When we started signing up Sophia for t-ball years ago, Chris' mom suggested that we join the swim team instead. She pointed out that all four of our kids could practice at the same time at the same location, and attend all of the same meets. We wouldn't be splitting our time between different ball fields. Hot ball fields. With no shade. And, she said the swim parents were always super supportive cheering on all the kids - even the slowest ones.
We didn't listen. At first. Mainly because Sophia wasn't ready to join the swim team yet. So we sat at the hot, dry ball fields for two years watching her play t-ball. I'm not going to lie when I say t-ball is painfully boring to me. On our third year, Sophia had moved up to coach pitch and Anna was playing t-ball. We spent 4 nights a week at different ball fields. A lot of times their games overlapped and some of Sophia's games were out of town, so we never seemed to be together as a family. Honestly, Sophia just wasn't any good at hitting coach pitch and the parents/coaches from other teams were scary. Really scary. I was not prepared for the aggressiveness of softball and left every game pretty fired up about that. I was one of those parents who just wanted the kids to do their best and have fun. By our fourth year, we got a little smarter. But only a little. Sophia joined the swim team, but Anna was still playing t-ball. Again, Chris and I were always heading in different directions trying to get each girl to a different spot. Not fun for anyone.
But then, year five came along and we finally got smart. We finally put both girls on the swim team and only the swim team. They both went to the same practices and meets all summer long. NICE! And, yes, Chris' mom was right. The swim parents are pretty awesome. They cheer for all the kids. The fast ones, the average ones, and especially the slow ones. Even the parents and timers from other teams sometimes cheered for our kids. Don't get me wrong, we all want our kids and our team to win, but I don't think there was ever a single child who left there feeling unsupported. And, in case you're wondering it is cooler by the pool than by the shadeless ball fields.

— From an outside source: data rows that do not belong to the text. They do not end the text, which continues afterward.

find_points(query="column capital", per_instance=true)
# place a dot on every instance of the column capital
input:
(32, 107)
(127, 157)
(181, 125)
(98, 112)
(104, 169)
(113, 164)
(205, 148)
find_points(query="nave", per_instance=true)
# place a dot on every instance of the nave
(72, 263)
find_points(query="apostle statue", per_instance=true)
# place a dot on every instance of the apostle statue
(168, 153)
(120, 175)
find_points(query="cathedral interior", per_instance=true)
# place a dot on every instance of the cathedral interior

Last weekend at our league meet there was a freak accident. Somehow, after a gust of wind a large tree crashed down on several shade tents where swimmers and their families were sitting about 100 feet away from us. It was scary. And there were injuries. Severe ones. Like, get the chainsaws out to free people. Take head counts of your team. Clear the way for emergency vehicles. Broken necks, ankles, and damaged vertebrae. Scary. But the people all rushed to help. To do what they could. To take care of not only their own team members, but complete strangers. Comforting scared children. Praying together. Doing whatever they could. Because these teams become like families each summer.